7. Dolphin – Phase 4#
Attention
This is a group assignment. The workload is calibrated for a group of 3. Please also see the recommended workflow section in the Appendix below.
In case of questions regarding ambiguity of what you should do, ask questions on the forum. If you are in doubt and there is no enough time, use your best judgment and explain your reasoning in your report.
7.1. Assignment overview#
This assignment builds on the previous three assignments: Phase 1, Phase 2, and Phase 3.
Phase 4 of Dolphin extends the language with two new features
Top-level functions, and
Comma expressions that are used to sequentialize expressions.
There are 5 tasks and no questions in this assignment. There is one glory task. Do it only if you have the time and feel ambitious.
7.1.1. What you need to get started#
This assignment is a continuation of the previous assignment. You will need to edit the code from the previous assignment.
You will need to understand Menhir parser generator. See Menhir documentation.

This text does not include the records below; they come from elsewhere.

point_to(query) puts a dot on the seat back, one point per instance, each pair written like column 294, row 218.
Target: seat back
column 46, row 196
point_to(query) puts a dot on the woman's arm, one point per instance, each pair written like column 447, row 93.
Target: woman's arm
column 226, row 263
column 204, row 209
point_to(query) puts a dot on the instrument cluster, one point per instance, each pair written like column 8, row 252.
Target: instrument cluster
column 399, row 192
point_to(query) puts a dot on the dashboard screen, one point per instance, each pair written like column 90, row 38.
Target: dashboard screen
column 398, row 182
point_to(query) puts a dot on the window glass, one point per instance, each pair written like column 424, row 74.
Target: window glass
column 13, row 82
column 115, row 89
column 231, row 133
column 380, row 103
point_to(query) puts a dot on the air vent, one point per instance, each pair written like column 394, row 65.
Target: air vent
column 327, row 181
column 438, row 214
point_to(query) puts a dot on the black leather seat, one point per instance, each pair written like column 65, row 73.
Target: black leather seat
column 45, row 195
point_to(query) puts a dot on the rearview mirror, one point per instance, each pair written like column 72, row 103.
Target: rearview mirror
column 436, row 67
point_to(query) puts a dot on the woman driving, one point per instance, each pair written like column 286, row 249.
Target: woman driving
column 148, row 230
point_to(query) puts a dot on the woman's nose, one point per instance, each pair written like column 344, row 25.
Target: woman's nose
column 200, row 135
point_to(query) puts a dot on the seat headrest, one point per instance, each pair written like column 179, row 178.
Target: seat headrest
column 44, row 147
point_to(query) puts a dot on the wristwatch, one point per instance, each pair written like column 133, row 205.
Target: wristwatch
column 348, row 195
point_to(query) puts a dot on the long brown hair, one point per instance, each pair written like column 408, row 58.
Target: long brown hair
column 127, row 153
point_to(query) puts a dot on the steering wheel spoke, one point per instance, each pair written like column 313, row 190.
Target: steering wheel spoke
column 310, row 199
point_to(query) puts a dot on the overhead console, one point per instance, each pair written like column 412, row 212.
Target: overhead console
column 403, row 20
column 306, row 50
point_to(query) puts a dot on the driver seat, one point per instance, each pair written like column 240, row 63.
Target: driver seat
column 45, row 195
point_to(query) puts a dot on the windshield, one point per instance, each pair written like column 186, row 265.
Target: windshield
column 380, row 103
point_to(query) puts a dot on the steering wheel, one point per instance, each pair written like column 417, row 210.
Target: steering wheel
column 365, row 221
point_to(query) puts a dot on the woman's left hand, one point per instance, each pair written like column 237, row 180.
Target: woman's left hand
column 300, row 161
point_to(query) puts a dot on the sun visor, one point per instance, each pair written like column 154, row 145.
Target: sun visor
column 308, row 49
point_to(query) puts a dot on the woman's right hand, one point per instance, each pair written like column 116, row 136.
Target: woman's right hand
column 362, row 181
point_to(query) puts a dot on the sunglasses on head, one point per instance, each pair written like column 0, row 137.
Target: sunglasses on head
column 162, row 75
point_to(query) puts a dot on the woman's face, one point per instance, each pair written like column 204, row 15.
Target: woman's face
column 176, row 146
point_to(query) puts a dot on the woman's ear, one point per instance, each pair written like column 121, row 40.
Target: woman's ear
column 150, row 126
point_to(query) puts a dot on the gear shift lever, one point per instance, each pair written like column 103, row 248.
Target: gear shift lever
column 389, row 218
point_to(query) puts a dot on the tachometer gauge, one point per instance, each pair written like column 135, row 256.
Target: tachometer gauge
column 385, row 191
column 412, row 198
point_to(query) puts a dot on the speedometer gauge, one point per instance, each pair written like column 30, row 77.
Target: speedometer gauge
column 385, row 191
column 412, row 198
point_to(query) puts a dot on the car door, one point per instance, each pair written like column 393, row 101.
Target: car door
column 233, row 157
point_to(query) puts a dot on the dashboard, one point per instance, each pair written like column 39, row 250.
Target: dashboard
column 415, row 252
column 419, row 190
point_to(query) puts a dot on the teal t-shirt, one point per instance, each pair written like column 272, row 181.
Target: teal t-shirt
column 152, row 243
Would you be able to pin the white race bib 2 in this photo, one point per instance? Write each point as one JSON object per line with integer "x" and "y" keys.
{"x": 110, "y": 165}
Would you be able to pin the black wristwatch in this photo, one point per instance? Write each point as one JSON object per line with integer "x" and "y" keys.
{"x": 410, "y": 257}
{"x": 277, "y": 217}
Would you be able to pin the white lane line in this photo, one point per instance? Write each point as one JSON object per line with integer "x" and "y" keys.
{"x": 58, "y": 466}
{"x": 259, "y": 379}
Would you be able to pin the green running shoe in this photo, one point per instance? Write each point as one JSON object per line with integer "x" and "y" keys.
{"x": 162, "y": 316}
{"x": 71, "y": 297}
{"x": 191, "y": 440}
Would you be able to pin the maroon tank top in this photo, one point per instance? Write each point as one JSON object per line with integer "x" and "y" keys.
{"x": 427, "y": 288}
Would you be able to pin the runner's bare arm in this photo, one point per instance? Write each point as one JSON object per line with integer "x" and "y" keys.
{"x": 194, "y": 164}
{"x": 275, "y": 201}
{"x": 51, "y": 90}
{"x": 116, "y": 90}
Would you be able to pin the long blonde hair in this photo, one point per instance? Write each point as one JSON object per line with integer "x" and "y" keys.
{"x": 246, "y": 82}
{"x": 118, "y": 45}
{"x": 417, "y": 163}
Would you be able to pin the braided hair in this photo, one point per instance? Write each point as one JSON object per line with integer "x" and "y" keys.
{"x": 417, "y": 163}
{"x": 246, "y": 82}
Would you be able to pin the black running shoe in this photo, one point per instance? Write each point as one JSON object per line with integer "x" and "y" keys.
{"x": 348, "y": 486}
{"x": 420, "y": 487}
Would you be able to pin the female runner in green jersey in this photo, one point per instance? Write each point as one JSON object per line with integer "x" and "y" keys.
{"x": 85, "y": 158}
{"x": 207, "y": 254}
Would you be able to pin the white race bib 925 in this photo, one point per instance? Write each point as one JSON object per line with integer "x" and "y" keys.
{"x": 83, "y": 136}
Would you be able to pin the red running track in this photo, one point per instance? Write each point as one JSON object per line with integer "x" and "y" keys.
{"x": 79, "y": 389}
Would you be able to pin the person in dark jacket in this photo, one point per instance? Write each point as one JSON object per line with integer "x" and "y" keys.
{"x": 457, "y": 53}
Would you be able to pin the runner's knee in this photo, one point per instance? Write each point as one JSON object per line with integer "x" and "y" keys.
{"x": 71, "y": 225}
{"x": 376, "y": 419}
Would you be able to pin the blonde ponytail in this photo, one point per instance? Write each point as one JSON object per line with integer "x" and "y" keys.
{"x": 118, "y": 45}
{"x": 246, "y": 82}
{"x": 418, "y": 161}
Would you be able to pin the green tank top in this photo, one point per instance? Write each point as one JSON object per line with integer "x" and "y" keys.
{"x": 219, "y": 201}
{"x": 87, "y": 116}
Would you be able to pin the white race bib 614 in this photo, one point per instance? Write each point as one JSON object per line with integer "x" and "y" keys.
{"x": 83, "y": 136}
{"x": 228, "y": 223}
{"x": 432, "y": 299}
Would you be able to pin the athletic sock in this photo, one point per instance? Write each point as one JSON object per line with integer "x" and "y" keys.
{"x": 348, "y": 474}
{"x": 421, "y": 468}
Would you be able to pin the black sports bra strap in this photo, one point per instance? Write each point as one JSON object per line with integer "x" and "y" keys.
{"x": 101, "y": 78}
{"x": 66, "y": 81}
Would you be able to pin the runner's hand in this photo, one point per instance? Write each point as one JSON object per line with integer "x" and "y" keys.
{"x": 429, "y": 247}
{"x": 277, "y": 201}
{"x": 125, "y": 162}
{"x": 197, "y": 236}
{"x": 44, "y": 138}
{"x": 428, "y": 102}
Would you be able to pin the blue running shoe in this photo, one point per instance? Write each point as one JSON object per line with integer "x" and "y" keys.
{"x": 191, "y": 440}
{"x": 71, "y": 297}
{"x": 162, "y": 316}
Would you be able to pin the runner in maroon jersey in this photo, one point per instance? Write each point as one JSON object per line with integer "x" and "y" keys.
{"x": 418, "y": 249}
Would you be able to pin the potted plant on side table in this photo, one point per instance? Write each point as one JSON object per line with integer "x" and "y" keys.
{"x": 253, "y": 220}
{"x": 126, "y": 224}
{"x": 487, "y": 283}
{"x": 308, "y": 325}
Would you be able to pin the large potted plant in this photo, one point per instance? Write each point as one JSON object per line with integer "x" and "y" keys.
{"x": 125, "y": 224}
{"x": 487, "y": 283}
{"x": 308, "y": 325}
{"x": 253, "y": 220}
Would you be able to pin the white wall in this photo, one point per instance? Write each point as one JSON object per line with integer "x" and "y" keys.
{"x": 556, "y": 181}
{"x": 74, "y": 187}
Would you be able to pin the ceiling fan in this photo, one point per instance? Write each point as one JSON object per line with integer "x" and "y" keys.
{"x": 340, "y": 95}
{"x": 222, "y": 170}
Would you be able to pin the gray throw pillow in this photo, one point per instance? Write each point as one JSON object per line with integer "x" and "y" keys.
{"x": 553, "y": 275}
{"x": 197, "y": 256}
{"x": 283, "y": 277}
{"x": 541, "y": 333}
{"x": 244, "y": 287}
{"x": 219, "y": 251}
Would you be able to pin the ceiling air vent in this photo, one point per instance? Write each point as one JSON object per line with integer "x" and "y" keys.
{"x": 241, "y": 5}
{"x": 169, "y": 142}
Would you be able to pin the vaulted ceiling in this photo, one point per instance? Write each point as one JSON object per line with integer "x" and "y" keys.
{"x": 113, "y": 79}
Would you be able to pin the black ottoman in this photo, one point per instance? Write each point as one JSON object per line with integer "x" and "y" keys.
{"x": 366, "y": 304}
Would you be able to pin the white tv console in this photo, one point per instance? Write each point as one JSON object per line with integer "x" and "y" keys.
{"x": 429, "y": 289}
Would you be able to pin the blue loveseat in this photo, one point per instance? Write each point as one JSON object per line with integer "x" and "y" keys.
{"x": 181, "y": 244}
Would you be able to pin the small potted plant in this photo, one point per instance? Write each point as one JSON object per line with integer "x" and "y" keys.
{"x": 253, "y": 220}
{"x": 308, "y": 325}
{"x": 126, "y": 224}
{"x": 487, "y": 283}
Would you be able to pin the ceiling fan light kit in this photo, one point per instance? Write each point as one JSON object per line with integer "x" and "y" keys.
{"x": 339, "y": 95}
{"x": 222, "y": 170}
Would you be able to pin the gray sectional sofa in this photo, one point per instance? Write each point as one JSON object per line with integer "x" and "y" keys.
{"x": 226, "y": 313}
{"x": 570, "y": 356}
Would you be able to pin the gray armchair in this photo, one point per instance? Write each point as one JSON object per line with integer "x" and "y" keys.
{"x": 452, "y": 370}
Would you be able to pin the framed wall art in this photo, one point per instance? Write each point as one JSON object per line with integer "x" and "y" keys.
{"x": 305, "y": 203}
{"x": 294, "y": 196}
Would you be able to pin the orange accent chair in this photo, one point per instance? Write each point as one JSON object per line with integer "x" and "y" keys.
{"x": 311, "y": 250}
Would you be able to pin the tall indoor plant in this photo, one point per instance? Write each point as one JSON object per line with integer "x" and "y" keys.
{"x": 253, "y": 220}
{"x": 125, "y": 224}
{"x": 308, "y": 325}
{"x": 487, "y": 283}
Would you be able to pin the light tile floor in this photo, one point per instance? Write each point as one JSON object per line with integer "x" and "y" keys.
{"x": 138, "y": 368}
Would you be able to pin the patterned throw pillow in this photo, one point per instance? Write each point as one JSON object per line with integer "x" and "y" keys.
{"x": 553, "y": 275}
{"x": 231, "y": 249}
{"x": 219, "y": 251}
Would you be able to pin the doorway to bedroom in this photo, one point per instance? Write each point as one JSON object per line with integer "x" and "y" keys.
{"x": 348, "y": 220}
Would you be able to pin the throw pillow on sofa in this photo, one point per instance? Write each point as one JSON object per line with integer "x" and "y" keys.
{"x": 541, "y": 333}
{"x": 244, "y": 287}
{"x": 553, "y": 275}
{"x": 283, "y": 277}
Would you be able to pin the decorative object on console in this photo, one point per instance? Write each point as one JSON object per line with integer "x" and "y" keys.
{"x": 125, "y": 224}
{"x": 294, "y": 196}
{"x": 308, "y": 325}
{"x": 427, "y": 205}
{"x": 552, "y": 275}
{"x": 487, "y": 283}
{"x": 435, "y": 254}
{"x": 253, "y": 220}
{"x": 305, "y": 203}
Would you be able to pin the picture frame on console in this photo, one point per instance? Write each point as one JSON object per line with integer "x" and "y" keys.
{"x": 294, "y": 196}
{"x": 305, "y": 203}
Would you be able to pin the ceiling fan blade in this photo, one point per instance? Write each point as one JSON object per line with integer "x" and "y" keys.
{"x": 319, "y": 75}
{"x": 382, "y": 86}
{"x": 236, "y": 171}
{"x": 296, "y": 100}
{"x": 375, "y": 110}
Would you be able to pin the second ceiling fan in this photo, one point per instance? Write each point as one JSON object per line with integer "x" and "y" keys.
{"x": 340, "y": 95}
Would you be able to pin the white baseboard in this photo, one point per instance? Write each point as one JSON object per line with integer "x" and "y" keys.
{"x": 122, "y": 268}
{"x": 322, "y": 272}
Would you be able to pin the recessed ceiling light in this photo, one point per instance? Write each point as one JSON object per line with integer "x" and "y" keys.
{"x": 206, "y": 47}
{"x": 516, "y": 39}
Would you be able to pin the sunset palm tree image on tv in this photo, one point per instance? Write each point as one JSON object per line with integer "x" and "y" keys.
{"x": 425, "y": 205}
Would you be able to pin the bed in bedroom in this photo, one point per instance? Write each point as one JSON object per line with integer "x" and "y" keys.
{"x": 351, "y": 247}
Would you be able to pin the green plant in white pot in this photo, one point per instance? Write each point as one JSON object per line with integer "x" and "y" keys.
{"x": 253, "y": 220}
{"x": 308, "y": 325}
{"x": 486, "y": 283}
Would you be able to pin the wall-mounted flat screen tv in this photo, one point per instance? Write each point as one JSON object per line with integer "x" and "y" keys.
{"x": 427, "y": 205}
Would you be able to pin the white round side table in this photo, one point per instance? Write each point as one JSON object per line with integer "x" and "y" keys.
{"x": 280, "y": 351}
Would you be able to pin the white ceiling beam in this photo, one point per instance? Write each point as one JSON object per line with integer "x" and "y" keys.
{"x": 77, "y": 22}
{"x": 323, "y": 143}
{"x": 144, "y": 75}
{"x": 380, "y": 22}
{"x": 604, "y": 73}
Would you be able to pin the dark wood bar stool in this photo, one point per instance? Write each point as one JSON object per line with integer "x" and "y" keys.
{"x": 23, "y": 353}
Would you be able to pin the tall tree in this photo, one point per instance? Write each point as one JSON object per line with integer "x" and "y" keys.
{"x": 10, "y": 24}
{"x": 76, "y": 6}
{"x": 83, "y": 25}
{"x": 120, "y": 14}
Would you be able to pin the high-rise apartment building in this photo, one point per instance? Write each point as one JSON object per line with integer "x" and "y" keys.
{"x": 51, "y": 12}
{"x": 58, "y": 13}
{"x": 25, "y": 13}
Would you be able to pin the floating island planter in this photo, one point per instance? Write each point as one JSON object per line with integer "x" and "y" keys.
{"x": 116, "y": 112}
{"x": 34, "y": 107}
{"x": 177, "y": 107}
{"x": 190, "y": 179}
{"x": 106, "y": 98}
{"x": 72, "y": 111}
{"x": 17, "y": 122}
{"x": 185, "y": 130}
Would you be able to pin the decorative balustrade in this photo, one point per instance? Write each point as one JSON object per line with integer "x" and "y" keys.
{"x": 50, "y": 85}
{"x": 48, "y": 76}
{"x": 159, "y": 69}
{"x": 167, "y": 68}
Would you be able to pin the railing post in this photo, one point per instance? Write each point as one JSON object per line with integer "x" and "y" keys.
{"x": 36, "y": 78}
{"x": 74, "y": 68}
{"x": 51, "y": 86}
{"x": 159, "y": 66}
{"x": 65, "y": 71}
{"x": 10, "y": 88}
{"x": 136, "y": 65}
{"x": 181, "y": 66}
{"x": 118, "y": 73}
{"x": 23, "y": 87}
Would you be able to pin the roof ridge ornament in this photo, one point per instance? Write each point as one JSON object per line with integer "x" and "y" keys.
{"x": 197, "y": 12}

7.1.2. What you need to hand in#
Please hand in a .zip
file containing the following.
A brief report documenting your solution. Acceptable report formats are
.pdf
,.rtf
, and.md
. For each task and question, briefly (1 – 4 sentences) describe your implementation and answer. Write concisely.All the source files needed to reproduce your solution. This also includes the
C
code provided. Please explain in your report how the solution could be reproduced, e.g., callingmake
(if you have created aMakefile
), the command line to callclang
, etc.All the tests that you create (see Task 5) should be placed into a directory
assignment-07-tests
as individual.dlp
files.
Important
Make sure to understand all the code you hand in.
7.2. Functions in Dolphin#
Phase 4 Dolphin program consists of a list of one or more function declarations. The following applies to function declarations.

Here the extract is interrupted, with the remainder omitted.